Of course, good ideas are key, but I think the most important thing is to be a good listener. Having worked as a stylist with real people (and having studied psychology), I quickly learned to really listen to what the client wanted. Even if they say one thing, they often mean something deeper. An actress who says “I won’t wear that dress” might really be saying “I don’t feel confident”. So that’s what you have to work on. It’s essential that you define the brief. And of course, having amazing people around you! You don’t work in a vacuum. You need the creative energy, bouncing ideas around together, to come up with an even better solution.


In your opinion, how has the landscape of Australian design evolved over the years? How will this continue to evolve?


Australia has always been at the forefront of innovation – world class food and coffee, product designers like Marc Newson and magazines like Vogue Entertaining that set the standard worldwide many years ago.


But we tend to downplay it.


I’m proud of what I’ve done so far, to represent the best of Australian design and that innate authenticity that we sometimes take for granted. We’ve shown that Australia stands with the best in the world with local producers and designers that really make an impact.

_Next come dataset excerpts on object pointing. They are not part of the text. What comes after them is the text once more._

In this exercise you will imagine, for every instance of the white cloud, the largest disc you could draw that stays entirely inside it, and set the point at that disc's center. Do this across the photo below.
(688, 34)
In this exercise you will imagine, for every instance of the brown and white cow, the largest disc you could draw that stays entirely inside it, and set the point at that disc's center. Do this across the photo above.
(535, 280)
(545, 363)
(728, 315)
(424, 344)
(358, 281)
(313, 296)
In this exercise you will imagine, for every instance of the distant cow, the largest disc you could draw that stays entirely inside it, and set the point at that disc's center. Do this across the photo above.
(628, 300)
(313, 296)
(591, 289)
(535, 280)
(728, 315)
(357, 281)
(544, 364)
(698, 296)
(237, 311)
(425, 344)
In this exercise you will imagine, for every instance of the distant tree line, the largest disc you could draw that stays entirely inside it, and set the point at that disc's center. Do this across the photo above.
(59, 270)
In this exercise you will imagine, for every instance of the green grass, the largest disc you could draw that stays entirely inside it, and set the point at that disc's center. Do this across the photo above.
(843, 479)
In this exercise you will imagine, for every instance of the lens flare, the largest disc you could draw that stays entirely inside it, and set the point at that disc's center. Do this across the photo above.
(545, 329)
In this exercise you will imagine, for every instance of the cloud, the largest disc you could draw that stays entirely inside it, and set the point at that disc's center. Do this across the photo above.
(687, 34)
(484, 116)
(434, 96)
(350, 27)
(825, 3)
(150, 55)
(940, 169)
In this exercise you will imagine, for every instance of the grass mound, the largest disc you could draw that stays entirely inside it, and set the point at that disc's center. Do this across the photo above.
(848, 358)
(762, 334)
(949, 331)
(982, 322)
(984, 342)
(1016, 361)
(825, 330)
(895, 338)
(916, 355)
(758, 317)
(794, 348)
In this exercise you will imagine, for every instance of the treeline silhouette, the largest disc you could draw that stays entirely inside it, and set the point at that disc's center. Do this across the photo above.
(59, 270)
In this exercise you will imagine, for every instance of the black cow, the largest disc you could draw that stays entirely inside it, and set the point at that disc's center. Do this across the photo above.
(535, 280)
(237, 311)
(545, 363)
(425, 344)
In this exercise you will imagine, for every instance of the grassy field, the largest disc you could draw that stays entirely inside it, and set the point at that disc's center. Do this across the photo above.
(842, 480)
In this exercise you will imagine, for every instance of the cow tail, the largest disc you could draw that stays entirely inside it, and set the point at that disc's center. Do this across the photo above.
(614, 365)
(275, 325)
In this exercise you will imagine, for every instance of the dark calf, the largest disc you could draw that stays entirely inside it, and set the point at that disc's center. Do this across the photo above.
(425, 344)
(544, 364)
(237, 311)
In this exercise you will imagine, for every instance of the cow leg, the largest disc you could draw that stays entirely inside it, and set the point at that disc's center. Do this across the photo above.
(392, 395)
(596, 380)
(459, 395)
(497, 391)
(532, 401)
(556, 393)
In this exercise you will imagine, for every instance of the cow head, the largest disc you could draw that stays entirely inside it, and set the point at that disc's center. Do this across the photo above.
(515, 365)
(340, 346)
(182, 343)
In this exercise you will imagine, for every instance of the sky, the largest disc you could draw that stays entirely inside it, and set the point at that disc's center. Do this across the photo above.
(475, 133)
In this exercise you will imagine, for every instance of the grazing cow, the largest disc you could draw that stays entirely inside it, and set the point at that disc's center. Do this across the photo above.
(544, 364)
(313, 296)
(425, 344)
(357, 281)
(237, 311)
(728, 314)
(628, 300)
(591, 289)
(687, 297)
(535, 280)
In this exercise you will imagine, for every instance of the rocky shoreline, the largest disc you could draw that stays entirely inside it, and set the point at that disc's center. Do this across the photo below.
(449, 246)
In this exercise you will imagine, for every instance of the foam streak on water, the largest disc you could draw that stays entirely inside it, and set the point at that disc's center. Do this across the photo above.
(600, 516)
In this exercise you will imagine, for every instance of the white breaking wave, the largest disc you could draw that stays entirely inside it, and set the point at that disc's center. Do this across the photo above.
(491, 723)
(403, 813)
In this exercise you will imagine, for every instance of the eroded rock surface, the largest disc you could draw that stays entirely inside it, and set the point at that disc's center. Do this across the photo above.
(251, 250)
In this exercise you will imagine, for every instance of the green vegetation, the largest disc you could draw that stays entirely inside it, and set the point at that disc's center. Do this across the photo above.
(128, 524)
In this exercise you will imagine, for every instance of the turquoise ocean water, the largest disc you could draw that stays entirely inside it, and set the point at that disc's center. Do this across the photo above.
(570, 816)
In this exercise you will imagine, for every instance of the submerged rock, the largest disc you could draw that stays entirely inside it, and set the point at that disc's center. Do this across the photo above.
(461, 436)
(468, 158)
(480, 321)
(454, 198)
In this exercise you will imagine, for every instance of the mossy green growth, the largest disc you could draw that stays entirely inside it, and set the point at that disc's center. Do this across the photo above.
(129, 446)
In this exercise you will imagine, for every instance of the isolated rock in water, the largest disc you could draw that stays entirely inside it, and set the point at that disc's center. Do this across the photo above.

Our recent projects from Seadeck, which fuses a European Lido-resort sophistication with Sydney’s natural harbourside glamour; Goodbar, a world-class music venue; the relaxed atelier style of Brick Lane with its hand-finished details and Melbourne’s newest favourite: Greenfields, along with Kittyhawk, prove that we can create something ‘of the world’ without losing our Australian identity.


We were thrilled to receive another international design award in London last month, for our work on Kittyhawk. It shows that the world is taking notice of us. My next step is to take this vision and approach to the world. We’ve already designed some fantastic spaces overseas including the award-winning Saigon Street in Bali. I’m now starting on some larger residential projects, villas and more restaurants abroad and I’d love to work on some hotels – everyone should have a chance to experience the Aussie lifestyle!


What Australia has is a unique quality of light that informs our design choices, a lifestyle that values experiences over material things and a lightness and ease of approach that shocks our counterparts in Europe and America. We make it look easy. But we also work bloody hard!